A workshop in Perth on 5 December, “sustaining plantation production: a review” was a great example of how CRCs can deliver science that is both highly relevant to industry needs and scientifically challenging.

External science reviewer Dr Sadanandan Nambiar introduced the workshop with a review of the now famous second rotation decline in Pinus radiata plantations in the Green Triangle and the way the partnership between industry and researchers - working across, and seemingly without boundaries - not only arrested this decline but led to management systems underpinned by process knowledge.  This has led to production gains into the third rotation so that production now not only exceeds first rotation productivity but is achieved with less compartment to compartment variation.  He concluded that sound process knowledge is the basis of sustainable production and that this example showed that environmental management is not a cost but the basis of productivity.  He claimed that if you can take terrible initial germplasm of Pinus radiata, place it on some of the worst soils in the world, in a low rainfall environment, and grow it for industrial wood production in monoculture plantations and make it sustainable - then we should be able to meet the challenges in other plantations.

Dr Daniel Mendham (Project 1.1 “monitoring and measuring”) presented data showing changes in nutrient pools through the first rotation in blue gum plantations and showed how nutrient pools into the second rotation are affected by slash management in the inter-rotation period.  His work shows that although soil carbon and total nitrogen pools increase throughout the first rotation, the change in organic matter quality means that nutrient availability may decline by up to 50 per cent over a 10 year rotation.  The effect is likely to increase in the second rotation as the legacy of nitrogen rich organic matter from previous leguminous cropping systems diminishes.

Dr Paul Adams introduced process-based modelling work to investigate the long term sustainability of different management systems in Tasmania for sawlog production.  Using the CABALA model he showed that on low fertility sites inter-rotation management was important if production was to be sustained through many rotations.  Although the modelling was not without problems it clearly indicated how the new tools being developed can help us to anticipate and perhaps avoid the sustainability issues that initially confronted the Green Triangle pine grower’s in the 1960s.

Drs Don White and Richard Benyon reviewed our knowledge of soil water recharge following the depletion of soil water stores in the first rotation (see also Subproject 1.2.1 "sustaining site resources" update, The Monitor 4). While much has been published about changes in water yields from catchments following afforestation, it seems that little is known about recharge in the inter-rotation period and what this might mean for sustainability of plantation production.  Modelling work in the CRC for Sustainable Production Forestry alerted partners to the potential of second rotation declines associated with only partial recharge on the profile but had suggested that much was unknown about how trees would respond.  Two outstanding data sets were present in this talk.  Don showed how early evidence indicates that there will be recharge on higher rainfall sites but that on lower rainfall sites (such as the areas east of Albany) only a fraction of the soil water stores have been recharged in the first 18 months following harvesting.  Richard showed that in most cases recharge appears to happen rapidly under second rotation pine, and that evapotranspiration of pine plantations in the first two years may be lower than previously assumed.
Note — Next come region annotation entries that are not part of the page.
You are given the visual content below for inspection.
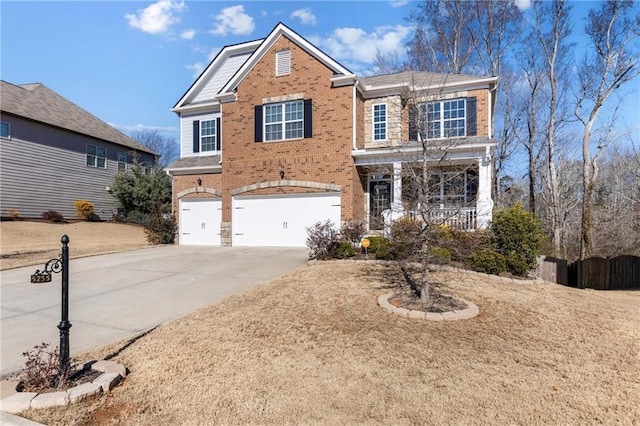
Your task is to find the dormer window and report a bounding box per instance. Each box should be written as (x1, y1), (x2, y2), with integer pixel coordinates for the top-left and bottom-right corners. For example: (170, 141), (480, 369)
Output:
(276, 50), (291, 77)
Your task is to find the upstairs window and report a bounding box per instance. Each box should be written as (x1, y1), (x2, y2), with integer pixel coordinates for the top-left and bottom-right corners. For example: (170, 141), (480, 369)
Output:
(200, 120), (218, 152)
(0, 121), (11, 139)
(193, 118), (222, 154)
(409, 97), (477, 140)
(118, 151), (127, 172)
(373, 104), (387, 141)
(264, 101), (304, 142)
(87, 145), (107, 169)
(276, 50), (291, 77)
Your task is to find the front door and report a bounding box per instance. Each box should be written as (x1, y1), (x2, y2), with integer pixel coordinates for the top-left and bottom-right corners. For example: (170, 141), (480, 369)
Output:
(369, 175), (391, 230)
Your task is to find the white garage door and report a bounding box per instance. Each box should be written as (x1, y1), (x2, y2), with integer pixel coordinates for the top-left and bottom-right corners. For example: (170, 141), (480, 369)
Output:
(180, 199), (222, 246)
(233, 192), (340, 247)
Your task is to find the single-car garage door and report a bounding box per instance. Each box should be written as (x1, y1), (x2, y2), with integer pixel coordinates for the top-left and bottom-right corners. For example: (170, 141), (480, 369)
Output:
(232, 192), (340, 247)
(179, 198), (222, 246)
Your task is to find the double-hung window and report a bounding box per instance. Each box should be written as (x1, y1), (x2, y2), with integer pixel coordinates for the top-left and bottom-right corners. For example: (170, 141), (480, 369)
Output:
(420, 98), (466, 139)
(0, 121), (11, 139)
(87, 145), (107, 169)
(118, 151), (127, 172)
(200, 120), (218, 152)
(373, 104), (387, 141)
(264, 100), (304, 142)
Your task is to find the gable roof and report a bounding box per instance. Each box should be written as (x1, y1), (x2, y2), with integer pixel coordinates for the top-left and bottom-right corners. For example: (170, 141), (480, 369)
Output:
(219, 22), (355, 100)
(171, 39), (264, 112)
(0, 80), (156, 155)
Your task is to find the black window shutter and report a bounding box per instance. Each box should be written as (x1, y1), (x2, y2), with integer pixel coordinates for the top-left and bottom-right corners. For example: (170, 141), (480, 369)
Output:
(253, 105), (262, 142)
(304, 99), (313, 138)
(409, 104), (420, 141)
(216, 117), (222, 151)
(193, 120), (200, 153)
(467, 97), (478, 136)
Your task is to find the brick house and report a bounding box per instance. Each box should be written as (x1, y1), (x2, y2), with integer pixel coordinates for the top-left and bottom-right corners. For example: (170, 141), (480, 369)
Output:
(168, 23), (497, 246)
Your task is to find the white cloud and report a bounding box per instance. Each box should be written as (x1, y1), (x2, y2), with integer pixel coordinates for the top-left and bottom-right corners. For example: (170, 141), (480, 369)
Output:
(291, 7), (316, 25)
(180, 30), (196, 40)
(309, 25), (411, 64)
(124, 0), (184, 34)
(209, 5), (255, 36)
(185, 62), (205, 79)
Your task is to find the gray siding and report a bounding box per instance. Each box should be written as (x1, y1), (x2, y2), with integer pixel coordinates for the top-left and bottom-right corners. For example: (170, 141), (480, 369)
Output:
(0, 114), (153, 220)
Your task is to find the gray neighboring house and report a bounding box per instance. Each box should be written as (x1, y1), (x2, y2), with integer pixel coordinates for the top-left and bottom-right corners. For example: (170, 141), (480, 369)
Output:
(0, 80), (156, 220)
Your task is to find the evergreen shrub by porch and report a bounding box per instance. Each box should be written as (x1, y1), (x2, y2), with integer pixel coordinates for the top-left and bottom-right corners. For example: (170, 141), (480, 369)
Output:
(491, 203), (544, 276)
(73, 200), (94, 220)
(144, 215), (178, 244)
(333, 241), (356, 259)
(471, 249), (507, 275)
(42, 210), (64, 223)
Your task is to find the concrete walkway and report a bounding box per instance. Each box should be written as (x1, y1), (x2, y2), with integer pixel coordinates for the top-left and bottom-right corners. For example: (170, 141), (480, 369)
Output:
(0, 245), (307, 377)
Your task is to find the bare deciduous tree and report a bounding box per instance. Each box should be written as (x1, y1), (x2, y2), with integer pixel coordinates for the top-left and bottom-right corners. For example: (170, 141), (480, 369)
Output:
(130, 130), (180, 168)
(575, 0), (640, 259)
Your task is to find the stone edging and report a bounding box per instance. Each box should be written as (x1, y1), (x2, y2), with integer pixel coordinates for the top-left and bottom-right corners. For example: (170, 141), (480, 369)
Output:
(0, 361), (127, 414)
(378, 293), (480, 321)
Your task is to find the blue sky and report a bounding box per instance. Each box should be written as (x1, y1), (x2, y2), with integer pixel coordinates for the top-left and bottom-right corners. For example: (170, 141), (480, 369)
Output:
(0, 0), (638, 144)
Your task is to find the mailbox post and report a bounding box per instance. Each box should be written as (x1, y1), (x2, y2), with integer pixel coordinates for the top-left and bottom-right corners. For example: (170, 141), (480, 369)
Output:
(31, 235), (71, 373)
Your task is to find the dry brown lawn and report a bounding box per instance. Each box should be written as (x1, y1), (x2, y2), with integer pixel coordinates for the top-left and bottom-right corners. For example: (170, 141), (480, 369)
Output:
(24, 261), (640, 425)
(0, 221), (149, 270)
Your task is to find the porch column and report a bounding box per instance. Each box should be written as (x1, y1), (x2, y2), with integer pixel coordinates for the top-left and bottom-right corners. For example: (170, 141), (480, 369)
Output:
(391, 161), (404, 220)
(476, 148), (493, 229)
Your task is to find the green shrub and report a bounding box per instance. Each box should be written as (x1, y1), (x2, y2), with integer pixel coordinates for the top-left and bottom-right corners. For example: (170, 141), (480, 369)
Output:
(333, 241), (356, 259)
(506, 251), (531, 277)
(491, 203), (544, 275)
(307, 220), (339, 260)
(340, 220), (366, 247)
(471, 249), (507, 275)
(429, 247), (451, 264)
(42, 210), (64, 223)
(73, 200), (94, 220)
(367, 236), (394, 260)
(144, 215), (178, 244)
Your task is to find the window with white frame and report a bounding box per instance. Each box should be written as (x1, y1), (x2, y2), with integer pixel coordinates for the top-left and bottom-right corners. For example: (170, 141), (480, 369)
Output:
(118, 152), (127, 172)
(373, 104), (387, 141)
(0, 121), (11, 139)
(428, 171), (477, 205)
(264, 100), (304, 141)
(276, 50), (291, 76)
(200, 120), (218, 152)
(87, 145), (107, 169)
(420, 98), (466, 139)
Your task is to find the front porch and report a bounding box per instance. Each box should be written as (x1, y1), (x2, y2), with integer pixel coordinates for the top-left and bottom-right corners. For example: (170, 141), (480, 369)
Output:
(356, 149), (493, 235)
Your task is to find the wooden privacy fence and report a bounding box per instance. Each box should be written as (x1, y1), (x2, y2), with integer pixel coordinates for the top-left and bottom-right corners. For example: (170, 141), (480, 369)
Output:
(568, 256), (640, 290)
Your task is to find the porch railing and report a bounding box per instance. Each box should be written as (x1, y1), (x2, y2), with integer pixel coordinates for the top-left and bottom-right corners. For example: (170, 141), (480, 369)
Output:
(383, 207), (478, 233)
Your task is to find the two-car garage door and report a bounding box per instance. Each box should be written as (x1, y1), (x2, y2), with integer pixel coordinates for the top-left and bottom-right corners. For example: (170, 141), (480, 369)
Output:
(232, 192), (340, 247)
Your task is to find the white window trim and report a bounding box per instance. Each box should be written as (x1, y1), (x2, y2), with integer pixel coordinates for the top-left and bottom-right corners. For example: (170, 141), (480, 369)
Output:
(262, 100), (304, 143)
(371, 102), (389, 142)
(0, 121), (11, 139)
(117, 151), (129, 173)
(276, 49), (291, 77)
(418, 97), (468, 141)
(84, 143), (107, 170)
(198, 118), (220, 155)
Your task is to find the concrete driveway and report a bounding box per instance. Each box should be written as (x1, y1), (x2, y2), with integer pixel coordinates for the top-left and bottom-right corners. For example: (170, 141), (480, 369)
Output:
(0, 246), (307, 377)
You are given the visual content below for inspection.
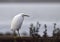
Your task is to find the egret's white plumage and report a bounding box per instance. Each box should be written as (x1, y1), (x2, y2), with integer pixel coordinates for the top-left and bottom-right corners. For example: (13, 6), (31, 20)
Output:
(11, 13), (28, 36)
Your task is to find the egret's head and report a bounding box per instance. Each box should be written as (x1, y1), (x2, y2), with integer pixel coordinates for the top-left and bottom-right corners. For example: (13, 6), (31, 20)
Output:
(22, 13), (29, 17)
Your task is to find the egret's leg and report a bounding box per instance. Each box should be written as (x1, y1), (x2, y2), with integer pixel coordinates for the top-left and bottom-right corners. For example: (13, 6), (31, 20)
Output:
(13, 31), (16, 36)
(17, 30), (20, 36)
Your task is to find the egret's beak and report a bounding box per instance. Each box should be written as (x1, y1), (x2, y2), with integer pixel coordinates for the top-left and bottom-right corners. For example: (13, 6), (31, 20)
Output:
(24, 15), (30, 17)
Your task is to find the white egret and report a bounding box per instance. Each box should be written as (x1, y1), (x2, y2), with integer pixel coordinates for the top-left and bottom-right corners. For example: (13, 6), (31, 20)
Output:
(11, 13), (29, 36)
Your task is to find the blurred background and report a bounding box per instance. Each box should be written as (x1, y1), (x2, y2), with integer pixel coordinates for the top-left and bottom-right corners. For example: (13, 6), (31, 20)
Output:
(0, 0), (60, 36)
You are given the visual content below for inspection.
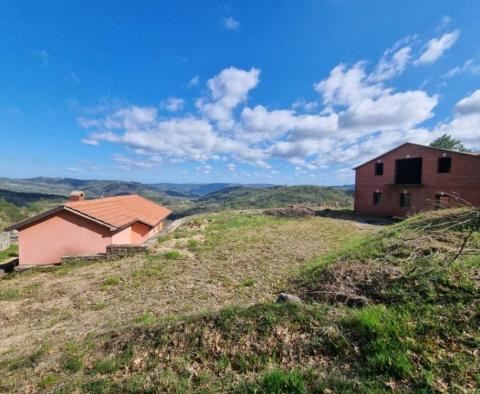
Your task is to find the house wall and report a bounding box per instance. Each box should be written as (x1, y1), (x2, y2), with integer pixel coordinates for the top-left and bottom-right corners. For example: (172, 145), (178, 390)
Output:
(112, 226), (132, 245)
(355, 145), (480, 217)
(18, 211), (112, 265)
(132, 222), (153, 245)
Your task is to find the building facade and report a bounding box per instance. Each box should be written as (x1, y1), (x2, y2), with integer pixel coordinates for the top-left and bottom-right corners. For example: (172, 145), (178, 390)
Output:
(9, 192), (171, 266)
(355, 143), (480, 217)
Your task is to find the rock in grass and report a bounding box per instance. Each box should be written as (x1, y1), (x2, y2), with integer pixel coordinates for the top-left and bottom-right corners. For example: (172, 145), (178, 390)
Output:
(277, 293), (303, 304)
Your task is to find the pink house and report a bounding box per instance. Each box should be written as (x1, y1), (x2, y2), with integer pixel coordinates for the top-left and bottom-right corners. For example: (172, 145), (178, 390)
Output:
(7, 192), (171, 266)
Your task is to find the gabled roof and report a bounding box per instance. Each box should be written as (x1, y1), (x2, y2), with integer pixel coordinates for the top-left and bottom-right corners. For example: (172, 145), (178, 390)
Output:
(353, 142), (480, 170)
(6, 194), (172, 231)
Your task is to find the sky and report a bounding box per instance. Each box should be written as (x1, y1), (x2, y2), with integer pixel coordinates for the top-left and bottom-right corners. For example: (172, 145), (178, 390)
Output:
(0, 0), (480, 185)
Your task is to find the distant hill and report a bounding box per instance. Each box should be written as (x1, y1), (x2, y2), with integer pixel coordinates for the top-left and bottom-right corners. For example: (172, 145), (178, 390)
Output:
(0, 177), (274, 199)
(0, 177), (353, 218)
(0, 189), (67, 207)
(172, 186), (353, 218)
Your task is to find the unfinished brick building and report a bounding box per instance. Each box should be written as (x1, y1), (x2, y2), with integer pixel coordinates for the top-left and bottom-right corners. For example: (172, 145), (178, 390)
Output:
(355, 143), (480, 217)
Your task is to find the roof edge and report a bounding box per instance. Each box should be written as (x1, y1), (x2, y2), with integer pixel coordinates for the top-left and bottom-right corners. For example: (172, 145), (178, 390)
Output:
(353, 142), (480, 170)
(5, 205), (118, 231)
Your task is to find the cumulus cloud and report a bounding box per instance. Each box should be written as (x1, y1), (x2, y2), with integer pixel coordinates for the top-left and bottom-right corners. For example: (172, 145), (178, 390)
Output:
(78, 33), (480, 179)
(415, 30), (460, 64)
(187, 75), (200, 88)
(435, 89), (480, 150)
(196, 67), (260, 130)
(444, 59), (480, 78)
(160, 97), (185, 112)
(371, 46), (412, 81)
(223, 16), (240, 30)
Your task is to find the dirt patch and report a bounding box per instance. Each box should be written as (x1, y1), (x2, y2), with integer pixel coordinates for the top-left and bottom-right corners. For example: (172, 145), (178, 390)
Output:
(265, 205), (316, 218)
(0, 212), (378, 391)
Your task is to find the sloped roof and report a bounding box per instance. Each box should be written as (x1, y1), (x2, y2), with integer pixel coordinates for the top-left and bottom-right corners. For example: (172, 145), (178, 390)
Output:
(65, 194), (171, 228)
(7, 194), (172, 231)
(353, 142), (480, 170)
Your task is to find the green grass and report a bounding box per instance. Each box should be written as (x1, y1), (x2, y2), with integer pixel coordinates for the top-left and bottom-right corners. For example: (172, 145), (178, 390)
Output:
(1, 210), (480, 394)
(238, 370), (307, 394)
(163, 250), (183, 260)
(239, 278), (257, 287)
(0, 283), (41, 301)
(102, 275), (122, 287)
(0, 244), (18, 262)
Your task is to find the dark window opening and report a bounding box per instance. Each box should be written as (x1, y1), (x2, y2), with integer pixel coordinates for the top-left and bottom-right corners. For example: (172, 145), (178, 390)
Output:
(375, 163), (383, 175)
(395, 157), (423, 185)
(438, 157), (452, 174)
(435, 194), (450, 209)
(373, 192), (382, 205)
(400, 193), (412, 208)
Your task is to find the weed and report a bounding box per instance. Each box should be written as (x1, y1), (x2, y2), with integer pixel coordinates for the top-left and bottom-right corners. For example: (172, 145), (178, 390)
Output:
(38, 373), (60, 389)
(345, 305), (413, 378)
(187, 239), (200, 252)
(163, 250), (183, 260)
(238, 278), (257, 287)
(134, 312), (157, 325)
(92, 357), (120, 374)
(238, 370), (307, 394)
(102, 275), (122, 287)
(0, 244), (18, 262)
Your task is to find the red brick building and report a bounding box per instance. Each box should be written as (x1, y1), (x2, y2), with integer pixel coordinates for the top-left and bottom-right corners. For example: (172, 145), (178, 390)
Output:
(355, 143), (480, 217)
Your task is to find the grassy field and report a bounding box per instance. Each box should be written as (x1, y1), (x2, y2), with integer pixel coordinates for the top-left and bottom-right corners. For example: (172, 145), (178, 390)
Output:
(0, 209), (480, 394)
(0, 244), (18, 263)
(0, 212), (378, 392)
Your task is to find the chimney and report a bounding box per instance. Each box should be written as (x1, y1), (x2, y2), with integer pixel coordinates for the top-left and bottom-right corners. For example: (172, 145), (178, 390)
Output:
(68, 190), (85, 202)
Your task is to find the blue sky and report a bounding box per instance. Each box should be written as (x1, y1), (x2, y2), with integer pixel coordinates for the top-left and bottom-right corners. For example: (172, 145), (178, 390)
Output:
(0, 0), (480, 185)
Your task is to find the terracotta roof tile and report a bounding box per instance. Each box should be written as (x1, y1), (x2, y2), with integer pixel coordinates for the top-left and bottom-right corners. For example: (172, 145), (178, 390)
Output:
(64, 194), (171, 227)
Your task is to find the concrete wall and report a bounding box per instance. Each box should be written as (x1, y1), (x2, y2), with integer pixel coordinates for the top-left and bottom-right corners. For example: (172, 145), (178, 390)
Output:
(18, 211), (112, 265)
(355, 145), (480, 217)
(0, 232), (10, 250)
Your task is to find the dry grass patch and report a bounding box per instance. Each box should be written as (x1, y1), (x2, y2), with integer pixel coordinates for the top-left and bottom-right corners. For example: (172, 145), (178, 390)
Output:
(0, 212), (377, 392)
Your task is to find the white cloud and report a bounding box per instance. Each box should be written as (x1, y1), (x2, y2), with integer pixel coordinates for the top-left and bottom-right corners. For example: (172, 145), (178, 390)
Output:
(160, 97), (185, 112)
(223, 16), (240, 30)
(437, 15), (452, 30)
(435, 89), (480, 150)
(444, 59), (480, 78)
(415, 30), (460, 64)
(187, 75), (200, 88)
(314, 61), (385, 105)
(66, 167), (83, 172)
(335, 168), (355, 183)
(196, 67), (260, 130)
(371, 46), (412, 81)
(82, 138), (98, 146)
(78, 27), (480, 175)
(292, 99), (318, 112)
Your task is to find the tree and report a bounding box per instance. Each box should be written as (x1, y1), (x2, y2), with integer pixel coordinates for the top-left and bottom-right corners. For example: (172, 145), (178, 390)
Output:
(430, 134), (470, 152)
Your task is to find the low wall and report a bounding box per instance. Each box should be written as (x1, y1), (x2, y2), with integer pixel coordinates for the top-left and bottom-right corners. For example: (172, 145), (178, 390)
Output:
(0, 232), (10, 250)
(61, 244), (147, 264)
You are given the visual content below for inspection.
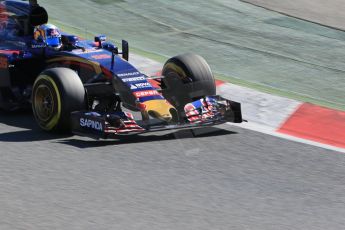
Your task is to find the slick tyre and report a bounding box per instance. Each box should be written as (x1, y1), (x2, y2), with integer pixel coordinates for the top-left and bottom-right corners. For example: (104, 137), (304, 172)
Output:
(32, 68), (86, 133)
(162, 53), (216, 115)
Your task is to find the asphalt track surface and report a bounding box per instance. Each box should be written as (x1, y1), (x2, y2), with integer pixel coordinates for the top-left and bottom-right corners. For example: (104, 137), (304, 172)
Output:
(0, 110), (345, 230)
(40, 0), (345, 110)
(0, 0), (345, 230)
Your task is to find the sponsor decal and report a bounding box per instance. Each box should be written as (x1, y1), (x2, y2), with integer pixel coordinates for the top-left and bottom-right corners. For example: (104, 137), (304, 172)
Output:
(133, 90), (160, 98)
(31, 44), (47, 49)
(131, 82), (152, 89)
(91, 54), (111, 60)
(122, 75), (146, 82)
(0, 57), (8, 69)
(80, 118), (103, 131)
(117, 72), (140, 78)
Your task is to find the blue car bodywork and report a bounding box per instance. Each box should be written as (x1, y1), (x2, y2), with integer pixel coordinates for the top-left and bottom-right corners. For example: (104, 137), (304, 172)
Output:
(0, 0), (242, 138)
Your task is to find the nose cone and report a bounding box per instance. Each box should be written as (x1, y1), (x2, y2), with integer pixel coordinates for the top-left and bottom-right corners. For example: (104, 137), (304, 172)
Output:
(144, 100), (176, 122)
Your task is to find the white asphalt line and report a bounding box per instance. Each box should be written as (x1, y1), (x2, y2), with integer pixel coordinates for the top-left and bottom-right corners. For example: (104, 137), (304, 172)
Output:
(227, 121), (345, 153)
(131, 54), (345, 153)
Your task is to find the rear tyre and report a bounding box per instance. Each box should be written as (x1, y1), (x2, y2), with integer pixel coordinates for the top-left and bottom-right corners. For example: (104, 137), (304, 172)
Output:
(162, 53), (216, 116)
(32, 68), (86, 132)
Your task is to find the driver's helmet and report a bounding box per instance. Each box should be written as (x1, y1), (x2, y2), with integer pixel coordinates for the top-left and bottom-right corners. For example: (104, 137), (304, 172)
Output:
(34, 24), (62, 50)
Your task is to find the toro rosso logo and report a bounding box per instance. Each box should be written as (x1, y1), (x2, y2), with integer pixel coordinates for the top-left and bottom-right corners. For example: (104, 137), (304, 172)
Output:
(80, 118), (103, 131)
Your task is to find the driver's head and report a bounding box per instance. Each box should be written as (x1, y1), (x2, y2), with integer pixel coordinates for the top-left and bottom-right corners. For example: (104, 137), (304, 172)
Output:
(34, 24), (62, 50)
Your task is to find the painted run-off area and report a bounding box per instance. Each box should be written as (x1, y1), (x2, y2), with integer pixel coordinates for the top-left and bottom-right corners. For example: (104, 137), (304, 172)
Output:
(40, 0), (345, 110)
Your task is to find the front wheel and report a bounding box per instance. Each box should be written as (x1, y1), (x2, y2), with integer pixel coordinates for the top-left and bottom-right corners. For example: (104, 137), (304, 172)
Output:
(162, 53), (216, 116)
(32, 68), (86, 132)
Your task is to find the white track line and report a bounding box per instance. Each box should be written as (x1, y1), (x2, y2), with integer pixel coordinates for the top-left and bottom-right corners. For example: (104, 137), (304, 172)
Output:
(227, 122), (345, 153)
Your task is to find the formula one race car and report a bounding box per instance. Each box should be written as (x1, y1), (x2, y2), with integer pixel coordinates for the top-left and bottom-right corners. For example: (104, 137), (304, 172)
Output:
(0, 0), (242, 138)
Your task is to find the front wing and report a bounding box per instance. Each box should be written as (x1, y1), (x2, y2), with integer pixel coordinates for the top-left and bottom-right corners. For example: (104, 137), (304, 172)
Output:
(71, 96), (243, 139)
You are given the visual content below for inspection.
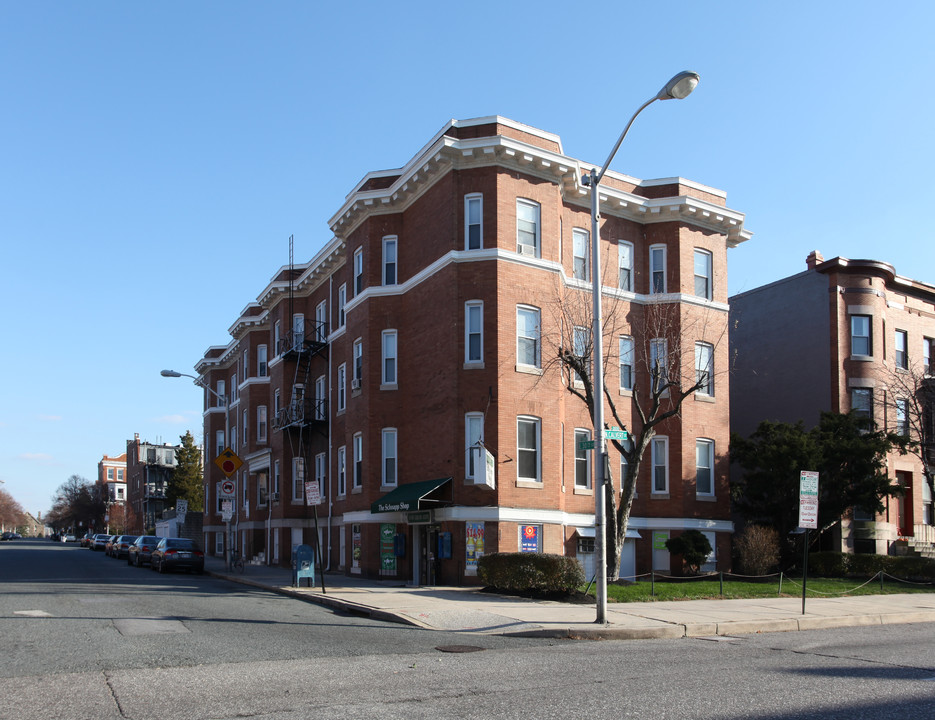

Professor Bernie Dell discussed mirco-nutrients in plantations and suggested that we could learn from horticultural and agricultural sciences in ways to predict the frequency with which micro-nutrients should be applied.  Industry partners were also alerted to increased evidence of micro-nutrient deficiency symptoms and other forest health problems in coppice in the second rotation.

Dr Paul Drake examined physiological and growth differences between coppice and seedlings and speculated how this knowledge could be included in process-based models.  Coppice roots allow the plantation to extract water from at least the first five metres of soil within 12 months of the prior stand being harvested compared to seedlings which at this stage are only extracting water from the first metre of soil.  This may have important implications for the risk of drought mortality of stands growing in dry areas and particularly where the soil has been substantially dried during the first rotation.  The gas exchange properties of seedlings and coppice also appear different: photosynthetic rates of coppice are lower than seedlings experiencing similar conditions.  However, coppice grows more rapidly initially because stores of carbohydrate in the stump and roots lead to rapid foliage development.  Paul speculated that there appeared to be a strategy implicit in these findings that coppice rapidly foliates, apparently at a rate at which the development of structural material and perhaps new carbon acquisition outstrips nitrogen uptake so that coppice typically has lower leaf area nitrogen concentrations (and very much lower when expressed on a unit leaf mass) and that this perhaps leads to lower photosynthetic potential.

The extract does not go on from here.